Una proposta di direttiva che porterà a una vera e propria rivoluzione per i rider e per i “platform workers”, i lavoratori delle piattaforme digitali in tutta Europa, che da anni chiedono maggiori tutele e più diritti. Verrà approvata l’8 dicembre dalla Commissione europea con il “pacchetto lavoro” messo a punto dal commissario per l’Occupazione e gli affari sociali Ue Nicolas Schmit, dopo un lungo iter di consultazioni con aziende e parti sociali. Il provvedimento, che mira a regolamentare un settore che secondo una stima a oggi dà lavoro a 28 milioni di europei, la stragrande maggioranza dei quali con rapporti precari, è orientato a introdurre la "presunzione di subordinazione". In pratica, si stabilisce che quello per le piattaforme è lavoro subordinato a tutti gli effetti, e si cancella il principio dell’attività autonoma e indipendente.

Si tratta di un concetto già conosciuto in Italia, introdotto dalla riforma Fornero nel 2012 per smascherare le finte partite Iva, che però si è scontrato con una serie di limiti legali e pratici. La proposta di direttiva, invece, dovrebbe riuscire a superare ostacoli e cavilli imponendo l’inversione dell’onere della prova. Facciamo un esempio. Se oggi un rider di Deliveroo si considera un dipendente, sta a lui dimostrarlo davanti al giudice, operazione non facile e impegnativa per via delle lungaggini burocratiche e dei costi, come abbiamo avuto modo di verificare anche grazie alla cause promosse dalla Cgil nei tribunali italiani. Quello che propone invece la Commissione europea, recependo la richiesta del Parlamento Ue, è che sia l’impresa e non il lavoratore a dover dimostrare che il rapporto non è subordinato al momento della stipula del contratto. Un duro colpo per i colossi della gig economy che hanno sempre considerato rider e autisti come prestatori autonomi e che con molta probabilità dichiareranno guerra al provvedimento.

“Il fatto che ci sia una direttiva sul lavoro in piattaforma, e che questa sia europea, è importantissimo – spiega Tania Scacchetti, segretaria confederale Cgil -. Perché questo tipo di attività ha impatti transnazionali e molte aziende sono delle multinazionali. È un buon provvedimento anche perché afferma diritti, tutele e trasparenza. Prima che diventi operativa, e che arrivi ad essere recepita dagli Stati passeranno mesi, se non anni. Deve superare il vaglio del Parlamento e del Consiglio e anche dopo non sarà automatica l’assunzione dei lavoratori come dipendenti. Quando verrà varata avremo modo di commentare gli elementi positivi e le criticità. Al momento, da quello che risulta, ci sono tre aspetti fondamentali”.

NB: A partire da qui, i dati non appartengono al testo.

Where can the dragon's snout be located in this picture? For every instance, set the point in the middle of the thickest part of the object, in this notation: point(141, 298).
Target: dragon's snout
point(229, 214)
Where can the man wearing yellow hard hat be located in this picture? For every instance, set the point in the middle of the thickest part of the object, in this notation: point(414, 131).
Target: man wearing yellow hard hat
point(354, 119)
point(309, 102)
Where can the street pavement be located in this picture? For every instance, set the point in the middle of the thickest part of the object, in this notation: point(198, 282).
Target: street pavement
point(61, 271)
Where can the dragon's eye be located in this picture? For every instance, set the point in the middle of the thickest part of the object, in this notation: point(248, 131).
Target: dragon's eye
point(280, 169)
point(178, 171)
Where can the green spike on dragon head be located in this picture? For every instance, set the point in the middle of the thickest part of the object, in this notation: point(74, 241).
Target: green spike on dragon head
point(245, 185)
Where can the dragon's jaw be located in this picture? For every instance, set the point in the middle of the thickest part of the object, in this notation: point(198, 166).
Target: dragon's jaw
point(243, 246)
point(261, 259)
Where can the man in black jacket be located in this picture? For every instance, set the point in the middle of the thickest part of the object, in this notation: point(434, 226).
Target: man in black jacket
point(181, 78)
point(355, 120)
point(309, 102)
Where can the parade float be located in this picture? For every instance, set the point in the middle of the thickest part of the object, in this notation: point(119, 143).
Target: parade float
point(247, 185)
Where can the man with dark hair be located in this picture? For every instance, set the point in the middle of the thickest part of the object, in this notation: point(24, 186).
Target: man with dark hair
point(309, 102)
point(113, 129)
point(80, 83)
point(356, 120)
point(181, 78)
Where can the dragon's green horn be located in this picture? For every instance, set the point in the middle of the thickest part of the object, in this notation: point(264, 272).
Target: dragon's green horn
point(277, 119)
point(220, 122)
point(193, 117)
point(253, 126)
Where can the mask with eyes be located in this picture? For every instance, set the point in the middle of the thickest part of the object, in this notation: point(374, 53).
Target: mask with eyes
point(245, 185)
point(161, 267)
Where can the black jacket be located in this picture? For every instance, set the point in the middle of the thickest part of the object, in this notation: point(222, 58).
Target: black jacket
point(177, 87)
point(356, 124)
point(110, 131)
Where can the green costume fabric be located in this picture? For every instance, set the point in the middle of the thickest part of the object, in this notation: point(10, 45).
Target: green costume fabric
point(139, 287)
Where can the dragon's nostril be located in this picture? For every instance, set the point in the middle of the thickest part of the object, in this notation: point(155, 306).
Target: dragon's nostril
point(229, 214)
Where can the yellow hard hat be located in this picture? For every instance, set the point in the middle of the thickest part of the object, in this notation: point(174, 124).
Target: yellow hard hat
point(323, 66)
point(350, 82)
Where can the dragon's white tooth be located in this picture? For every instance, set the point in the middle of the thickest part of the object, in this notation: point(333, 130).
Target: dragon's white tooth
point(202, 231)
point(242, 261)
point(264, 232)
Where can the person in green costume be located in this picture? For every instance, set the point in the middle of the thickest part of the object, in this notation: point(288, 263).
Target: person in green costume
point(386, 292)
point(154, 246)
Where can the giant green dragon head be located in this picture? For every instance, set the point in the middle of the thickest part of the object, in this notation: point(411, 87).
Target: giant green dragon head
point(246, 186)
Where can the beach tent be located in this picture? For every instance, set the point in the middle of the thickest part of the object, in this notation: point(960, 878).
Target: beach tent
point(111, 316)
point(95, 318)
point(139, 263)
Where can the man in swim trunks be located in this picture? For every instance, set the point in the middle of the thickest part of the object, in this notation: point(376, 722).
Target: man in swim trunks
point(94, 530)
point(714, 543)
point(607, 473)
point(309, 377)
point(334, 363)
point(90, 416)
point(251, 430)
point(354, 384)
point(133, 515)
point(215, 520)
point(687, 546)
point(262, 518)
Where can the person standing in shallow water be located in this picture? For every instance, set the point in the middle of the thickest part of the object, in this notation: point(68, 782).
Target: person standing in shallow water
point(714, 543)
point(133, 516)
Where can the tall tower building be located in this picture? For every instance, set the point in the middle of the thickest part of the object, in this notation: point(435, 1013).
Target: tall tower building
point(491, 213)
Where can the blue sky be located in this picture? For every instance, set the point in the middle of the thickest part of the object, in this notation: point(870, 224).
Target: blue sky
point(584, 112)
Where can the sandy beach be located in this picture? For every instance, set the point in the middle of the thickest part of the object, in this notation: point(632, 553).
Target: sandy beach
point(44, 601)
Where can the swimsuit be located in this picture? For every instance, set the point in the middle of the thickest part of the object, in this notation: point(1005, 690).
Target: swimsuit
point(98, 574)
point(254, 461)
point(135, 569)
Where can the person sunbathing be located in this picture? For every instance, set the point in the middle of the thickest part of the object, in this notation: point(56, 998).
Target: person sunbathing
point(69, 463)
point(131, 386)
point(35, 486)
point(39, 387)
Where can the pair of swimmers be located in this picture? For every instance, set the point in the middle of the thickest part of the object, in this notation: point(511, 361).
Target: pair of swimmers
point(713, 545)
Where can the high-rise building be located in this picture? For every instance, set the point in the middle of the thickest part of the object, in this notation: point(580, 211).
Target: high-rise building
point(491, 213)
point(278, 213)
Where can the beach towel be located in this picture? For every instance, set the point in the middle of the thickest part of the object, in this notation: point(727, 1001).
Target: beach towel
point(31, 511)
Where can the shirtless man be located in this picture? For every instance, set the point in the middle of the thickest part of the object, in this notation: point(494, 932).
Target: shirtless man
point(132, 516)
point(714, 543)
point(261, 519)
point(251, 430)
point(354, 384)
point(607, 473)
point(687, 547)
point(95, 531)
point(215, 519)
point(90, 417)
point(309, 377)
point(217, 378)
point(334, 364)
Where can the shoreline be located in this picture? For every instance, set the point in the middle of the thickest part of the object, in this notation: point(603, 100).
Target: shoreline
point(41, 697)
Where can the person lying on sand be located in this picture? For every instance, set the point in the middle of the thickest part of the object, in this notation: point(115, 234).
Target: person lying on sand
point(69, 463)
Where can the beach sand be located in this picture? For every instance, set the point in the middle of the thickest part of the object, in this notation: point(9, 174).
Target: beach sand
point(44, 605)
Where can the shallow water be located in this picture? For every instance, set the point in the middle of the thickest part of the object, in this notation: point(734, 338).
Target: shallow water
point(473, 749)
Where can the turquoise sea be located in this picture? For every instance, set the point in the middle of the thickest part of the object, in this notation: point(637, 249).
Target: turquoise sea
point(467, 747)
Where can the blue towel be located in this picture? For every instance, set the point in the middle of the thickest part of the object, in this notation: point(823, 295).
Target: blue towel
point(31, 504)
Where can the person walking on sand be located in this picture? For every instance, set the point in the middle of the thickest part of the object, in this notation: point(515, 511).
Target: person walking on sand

Innanzitutto il testo afferma che i lavoratori dei giganti del delivery devono poter accedere ad adeguate protezioni sociali. “Poi dice che le piattaforme sono dei datori di lavoro a tutti gli effetti – prosegue Scacchetti -: quindi chi presta la propria attività non lo fa per una App ma per un’azienda vera e propria, e introduce il principio dell’inversione dell’onere della prova. Infine, oltre a favorire la possibilità di sindacalizzarsi da parte dei lavoratori, determina l’obbligo di trasparenza degli algoritmi, che valutano e programmano il servizio, ma non devono costituire un fattore di discriminazione”. La valutazione chiesta agli utenti dopo aver ricevuto il prodotto e il resto dei dati relativi alle consegne che compongono il “rating” del lavoratore dovranno essere resi pubblici con una comunicazione formale, in modo da rendere consapevole l’interessato del metro di giudizio sul suo operato.

Uno studio della Commissione europea rivela che tra il 2018 e il 2020 gli introiti delle piattaforme digitali nell’Ue sono passati da 8 a 14 miliardi di euro all’anno. Nello stesso periodo la spesa per i lavoratori è rimasta pressoché invariata: 6 miliardi all’anno. Il settore del delivery, in particolare, ha visto quadruplicare i profitti: nel 2020 ha incassato 8 miliardi, ma appena 1 miliardo è andato ai rider. È arrivato il momento che anche a loro vada una fetta di questo successo, in termini di reddito e di tutele.